Once we confirm that specter_prep_data.py ended without errors, then we can proceed to the next part with specter_prep_metadata.py.

Second, run specter_prep_metadata.py to create metadata.json.

  1. For each paper ids in all_paper_ids, we check safe_paper_ids to check which shard # they belong to and record them in all_paper_ids_by_shard.
  2. We then call parse_pdf_parses_shard for each pdf_parses shard to extract abstracts of the papers that appear in all_paper_ids_by_shard.
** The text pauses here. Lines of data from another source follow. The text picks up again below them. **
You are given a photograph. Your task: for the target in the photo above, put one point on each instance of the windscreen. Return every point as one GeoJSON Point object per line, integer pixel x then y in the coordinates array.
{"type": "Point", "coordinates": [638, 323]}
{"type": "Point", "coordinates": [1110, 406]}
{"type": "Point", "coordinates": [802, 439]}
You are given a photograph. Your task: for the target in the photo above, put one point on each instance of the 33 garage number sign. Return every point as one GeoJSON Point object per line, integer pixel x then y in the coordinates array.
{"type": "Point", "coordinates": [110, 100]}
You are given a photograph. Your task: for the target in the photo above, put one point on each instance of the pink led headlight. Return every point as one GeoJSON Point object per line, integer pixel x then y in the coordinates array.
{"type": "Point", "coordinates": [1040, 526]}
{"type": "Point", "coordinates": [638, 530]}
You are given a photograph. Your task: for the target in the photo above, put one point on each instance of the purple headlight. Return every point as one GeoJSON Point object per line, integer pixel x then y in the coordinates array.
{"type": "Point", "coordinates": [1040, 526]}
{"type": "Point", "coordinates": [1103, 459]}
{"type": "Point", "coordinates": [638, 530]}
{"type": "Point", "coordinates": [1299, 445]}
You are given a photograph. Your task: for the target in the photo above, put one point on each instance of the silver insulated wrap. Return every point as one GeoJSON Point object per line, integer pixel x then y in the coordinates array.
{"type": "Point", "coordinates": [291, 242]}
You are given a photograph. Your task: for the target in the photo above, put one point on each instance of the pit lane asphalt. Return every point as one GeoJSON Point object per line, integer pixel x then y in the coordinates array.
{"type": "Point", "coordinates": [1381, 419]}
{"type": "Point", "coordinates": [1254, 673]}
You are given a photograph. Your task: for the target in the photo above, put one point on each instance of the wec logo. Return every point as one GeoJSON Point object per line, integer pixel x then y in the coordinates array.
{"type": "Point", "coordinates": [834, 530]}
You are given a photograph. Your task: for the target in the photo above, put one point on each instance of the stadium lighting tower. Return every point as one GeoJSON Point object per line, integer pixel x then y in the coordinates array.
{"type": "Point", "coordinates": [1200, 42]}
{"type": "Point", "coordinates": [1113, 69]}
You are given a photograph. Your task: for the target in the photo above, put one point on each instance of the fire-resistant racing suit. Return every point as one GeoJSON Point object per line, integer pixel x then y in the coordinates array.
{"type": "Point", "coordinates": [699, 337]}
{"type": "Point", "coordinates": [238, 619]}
If the paper currently encoutered does appear in all_paper_ids, then we record the abstract to output_metadata, along with the titles that had already been extracted in titles.json.
  3. We dump metadata to metadata.json.

Multi-SciDocs cite and co-cite dataset

Please run the following commands, one by one. You will want to adjust num_processes based on the number of cores available on your system:

cite

python3 scidocs-cite_prep_part1.py ../new/20200705v1/full/ scidocs-shard7 --num_processes 24 --shards 7
python3 scidocs-cite_prep_part2.py scidocs-shard7/data.json scidocs-shard7/paper_ids.json scidocs-shard7/safe_paper_ids.json scidocs-shard7/titles.json ../new/20200705v1/full/ scidocs-shard7 --num_processes 24
python3 scidocs-cite_prep_part3.py scidocs-shard7/data_final.json scidocs-shard7/paper_ids.json scidocs-shard7/test.txt scidocs-shard7/cite/test.qrel --max_num_positives 5 --max_num_negatives 500 

co-cite

python3 scidocs-cite_prep_part1.py ../new/20200705v1/full/ scidocs-shard7-cocite --num_processes 24 --shards 7 --cocite
python3 scidocs-cite_prep_part2.py scidocs-shard7-cocite/data.json scidocs-shard7-cocite/paper_ids.json scidocs-shard7-cocite/safe_paper_ids.json scidocs-shard7-cocite/titles.json ../new/20200705v1/full/ scidocs-shard7-cocite --num_processes 24
python3 scidocs-cite_prep_part3.py scidocs-shard7-cocite/data_final.json scidocs-shard7-cocite/paper_ids.json scidocs-shard7-cocite/test.txt scidocs-shard7-cocite/cocite/test.qrel --max_num_positives 5 --max_num_negatives 500 --cocite

Please feed the resulting json file to embed.py in Multi^2SPE to get paper embeddings. Then plug in both the resulting embeddings and qrel files into SciDocs.